Stochastic dynamical systems with slow or metastable behavior evolve, on long time scales, on an unknown low-dimensional manifold in high-dimensional ambient space. Building a reduced simulator from short-burst ambient ensembles is a long-standing problem: local-chart methods like ATLAS suffer from exponential landmark scaling and per-step reprojection, while autoencoder alternatives leave tangent-bundle geometry poorly constrained, and the errors propagate into the learned drift and diffusion. We observe that the ambient covariance~$Λ$ already encodes coordinate-invariant tangent-space information, its range spanning the tangent bundle. Using this, we construct a tangent-bundle penalty and an inverse-consistency penalty for a three-stage pipeline (chart learning, latent drift, latent diffusion) that learns a single nonlinear chart and the latent SDE. The penalties induce a function-space metric, the $ρ$-metric, strictly weaker than the Sobolev $H^1$ norm yet achieving the same chart-quality generalization rate up to logarithmic factors. For the drift, we derive an encoder-pullback target via Itô's formula on the learned encoder and prove a bias decomposition showing the standard decoder-side formula carries systematic error for any imperfect chart. Under a $W^{2,\infty}$ chart-convergence assumption, chart-level error propagates controllably to weak convergence of the ambient dynamics and to convergence of radial mean first-passage times.
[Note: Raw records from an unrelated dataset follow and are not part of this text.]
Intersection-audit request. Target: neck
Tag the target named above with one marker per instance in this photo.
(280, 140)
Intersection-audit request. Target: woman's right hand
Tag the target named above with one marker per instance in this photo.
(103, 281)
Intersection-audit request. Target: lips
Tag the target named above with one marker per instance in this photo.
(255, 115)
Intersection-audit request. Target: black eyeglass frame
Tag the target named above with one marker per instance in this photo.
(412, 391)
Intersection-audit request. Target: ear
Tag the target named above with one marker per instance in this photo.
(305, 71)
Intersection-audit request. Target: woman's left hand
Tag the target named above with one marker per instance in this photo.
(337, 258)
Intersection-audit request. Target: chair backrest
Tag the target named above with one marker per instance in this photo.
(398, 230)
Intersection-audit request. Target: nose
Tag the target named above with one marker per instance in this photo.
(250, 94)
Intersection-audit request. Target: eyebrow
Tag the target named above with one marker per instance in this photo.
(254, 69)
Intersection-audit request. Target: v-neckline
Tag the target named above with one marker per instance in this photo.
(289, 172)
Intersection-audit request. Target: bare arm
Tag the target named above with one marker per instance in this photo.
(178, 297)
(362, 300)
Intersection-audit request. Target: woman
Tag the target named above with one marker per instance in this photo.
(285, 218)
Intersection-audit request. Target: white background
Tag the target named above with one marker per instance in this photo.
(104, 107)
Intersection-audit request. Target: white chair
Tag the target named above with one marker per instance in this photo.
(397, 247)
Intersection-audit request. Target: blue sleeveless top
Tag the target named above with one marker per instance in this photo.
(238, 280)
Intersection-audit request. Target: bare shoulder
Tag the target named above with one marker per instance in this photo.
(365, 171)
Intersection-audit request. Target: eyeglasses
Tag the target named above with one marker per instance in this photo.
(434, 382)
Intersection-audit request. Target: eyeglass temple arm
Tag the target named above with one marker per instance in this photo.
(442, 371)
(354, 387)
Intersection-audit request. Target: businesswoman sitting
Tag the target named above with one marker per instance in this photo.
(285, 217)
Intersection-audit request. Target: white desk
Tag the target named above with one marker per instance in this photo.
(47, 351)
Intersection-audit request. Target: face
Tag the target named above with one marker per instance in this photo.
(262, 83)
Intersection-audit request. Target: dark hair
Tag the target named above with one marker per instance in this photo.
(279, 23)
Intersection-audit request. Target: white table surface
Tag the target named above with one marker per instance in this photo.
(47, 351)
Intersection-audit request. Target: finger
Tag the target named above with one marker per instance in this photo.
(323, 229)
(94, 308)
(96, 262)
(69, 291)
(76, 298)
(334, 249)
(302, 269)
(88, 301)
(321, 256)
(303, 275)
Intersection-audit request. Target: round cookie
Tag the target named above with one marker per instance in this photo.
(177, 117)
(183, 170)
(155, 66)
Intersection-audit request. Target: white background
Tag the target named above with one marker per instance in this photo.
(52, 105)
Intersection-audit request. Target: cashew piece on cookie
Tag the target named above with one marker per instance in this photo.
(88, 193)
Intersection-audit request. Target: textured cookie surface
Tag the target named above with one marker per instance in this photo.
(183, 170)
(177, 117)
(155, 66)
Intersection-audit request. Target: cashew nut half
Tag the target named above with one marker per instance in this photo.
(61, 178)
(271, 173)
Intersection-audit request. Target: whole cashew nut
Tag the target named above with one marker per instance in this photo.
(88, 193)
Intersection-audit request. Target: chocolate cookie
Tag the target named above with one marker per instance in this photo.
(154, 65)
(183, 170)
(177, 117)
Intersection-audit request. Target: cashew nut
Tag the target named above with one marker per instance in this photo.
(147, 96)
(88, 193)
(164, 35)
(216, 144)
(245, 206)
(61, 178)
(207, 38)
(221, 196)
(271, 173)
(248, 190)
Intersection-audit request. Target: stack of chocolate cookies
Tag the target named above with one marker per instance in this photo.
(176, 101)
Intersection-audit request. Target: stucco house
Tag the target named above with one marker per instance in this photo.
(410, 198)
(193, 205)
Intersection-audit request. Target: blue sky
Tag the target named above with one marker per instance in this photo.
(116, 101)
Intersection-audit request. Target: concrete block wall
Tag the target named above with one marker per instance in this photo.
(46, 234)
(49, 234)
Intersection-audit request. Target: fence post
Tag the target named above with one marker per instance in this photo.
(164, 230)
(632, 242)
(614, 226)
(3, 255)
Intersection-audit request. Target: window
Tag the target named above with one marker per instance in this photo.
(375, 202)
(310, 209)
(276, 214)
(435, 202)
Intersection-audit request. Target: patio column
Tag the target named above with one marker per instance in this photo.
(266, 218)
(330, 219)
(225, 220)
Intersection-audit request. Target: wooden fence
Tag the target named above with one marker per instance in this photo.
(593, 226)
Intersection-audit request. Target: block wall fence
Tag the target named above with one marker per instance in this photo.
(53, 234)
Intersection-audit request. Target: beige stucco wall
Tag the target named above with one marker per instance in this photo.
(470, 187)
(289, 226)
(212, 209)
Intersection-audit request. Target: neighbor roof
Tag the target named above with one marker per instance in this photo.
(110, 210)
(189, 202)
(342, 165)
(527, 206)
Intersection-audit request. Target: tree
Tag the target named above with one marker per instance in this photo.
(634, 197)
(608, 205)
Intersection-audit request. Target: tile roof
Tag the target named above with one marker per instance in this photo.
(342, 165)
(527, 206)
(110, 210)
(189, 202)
Experiments on four surfaces embedded in up to $201$ ambient dimensions reduce radial MFPT error by $50$--$70\%$ under rotation dynamics and achieve the lowest inter-well MFPT error on most surface--transition pairs under metastable Müller--Brown Langevin dynamics, while reducing end-to-end ambient coefficient errors by up to an order of magnitude relative to an unregularized autoencoder.